I've experienced 3 lockups in the last few days, all while using
sparse files. Could also be problems with UML, SKAS, raid5 over loop
device, or loop devices with vfat files, but it looks like the only
common thing is sparse files on reiserfs.

1.) kernel 2.4.20 from debian unstable (= kernel.org kernel with
quite a few security and other patches), additionally patched with
kernel-patch-skas 3-1 from debian. Started user-mode-linux using a
sparse file with an ext2 filesystem on it, using tap0 networking, did
apt-get upgrade inside this uml (which started to download (and
already unpack?) quite a bit of stuff), halfway through the whole
(host) system froze. Still responded to pings, but telnet $host 80
would not show any activity from running apache. Went to the server
room, I could change virtual terminals with Alt-<number>, but could
not log in. Reset.

2.) same kernel:
- created 6 sparse files of 650MB each, on reiserfs filesystems (some
of them on the same filesystem), and 2 files of 650MB on a vfat
filesystem.
- Tied them to /dev/loop*,
- mdadm /dev/md0 -C -l 5 -n 7 -x 1 /dev/loop*
- then (while the array was building) mkreiser /dev/md0,
- mount /dev/md0 /mnt/md0
- cd /mnt/md0; netcat -l -p "$port" | multifeed '|' sh -c 'exec
md5sum >&2' '&' cat | gpg | lzop -d | tar xf -
(where multifeed is a C program by myself feeding the data to
multiple processes)
basically fetch data from tcp and untar it onto the filesystem.
After about 500MB of data has been written onto /mnt/md0, the box
froze. Still responded to ping, but not to telnet $host 80. Could
switch vt's, type root and enter password, but didn't get a login.

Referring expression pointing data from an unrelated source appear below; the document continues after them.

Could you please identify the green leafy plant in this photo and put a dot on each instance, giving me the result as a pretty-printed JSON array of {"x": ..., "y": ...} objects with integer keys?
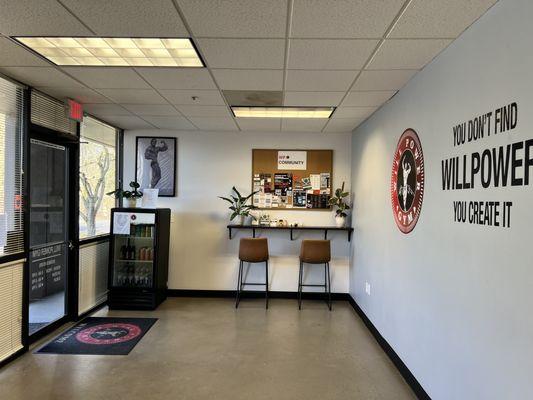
[
  {"x": 134, "y": 193},
  {"x": 338, "y": 200},
  {"x": 238, "y": 204}
]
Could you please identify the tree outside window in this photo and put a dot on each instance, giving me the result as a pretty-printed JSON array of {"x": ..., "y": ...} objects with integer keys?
[{"x": 97, "y": 177}]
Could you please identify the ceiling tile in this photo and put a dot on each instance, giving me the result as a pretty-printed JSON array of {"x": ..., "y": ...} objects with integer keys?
[
  {"x": 204, "y": 111},
  {"x": 254, "y": 97},
  {"x": 319, "y": 81},
  {"x": 343, "y": 18},
  {"x": 243, "y": 53},
  {"x": 439, "y": 19},
  {"x": 236, "y": 18},
  {"x": 383, "y": 80},
  {"x": 330, "y": 54},
  {"x": 38, "y": 18},
  {"x": 133, "y": 96},
  {"x": 302, "y": 124},
  {"x": 313, "y": 98},
  {"x": 108, "y": 77},
  {"x": 368, "y": 98},
  {"x": 131, "y": 18},
  {"x": 12, "y": 54},
  {"x": 40, "y": 76},
  {"x": 214, "y": 124},
  {"x": 342, "y": 125},
  {"x": 127, "y": 122},
  {"x": 250, "y": 79},
  {"x": 407, "y": 53},
  {"x": 102, "y": 110},
  {"x": 203, "y": 97},
  {"x": 259, "y": 124},
  {"x": 83, "y": 95},
  {"x": 353, "y": 112},
  {"x": 178, "y": 78},
  {"x": 152, "y": 109},
  {"x": 171, "y": 123}
]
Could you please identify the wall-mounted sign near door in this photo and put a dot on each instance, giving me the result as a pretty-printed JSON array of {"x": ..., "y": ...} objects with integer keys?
[{"x": 407, "y": 181}]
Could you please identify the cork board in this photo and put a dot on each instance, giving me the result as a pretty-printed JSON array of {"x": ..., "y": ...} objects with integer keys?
[{"x": 292, "y": 179}]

3.) kernel 2.4.18 from kernel.org (the machine ran without any
problem (except for sporadically switching off dma on /dev/hda) with
this kernel for about a year):
Did same thing as mentioned under 2.) (rm -rf /mnt/md0/* before
starting the write again). This time it happened already after
filling the md partition with about 200MB. And this time, while still
responding to pings and being able to switch vt's, it wouldn't react
to hitting the keys 'root'.

I'd mainly like to know if all of what I did is supported or not.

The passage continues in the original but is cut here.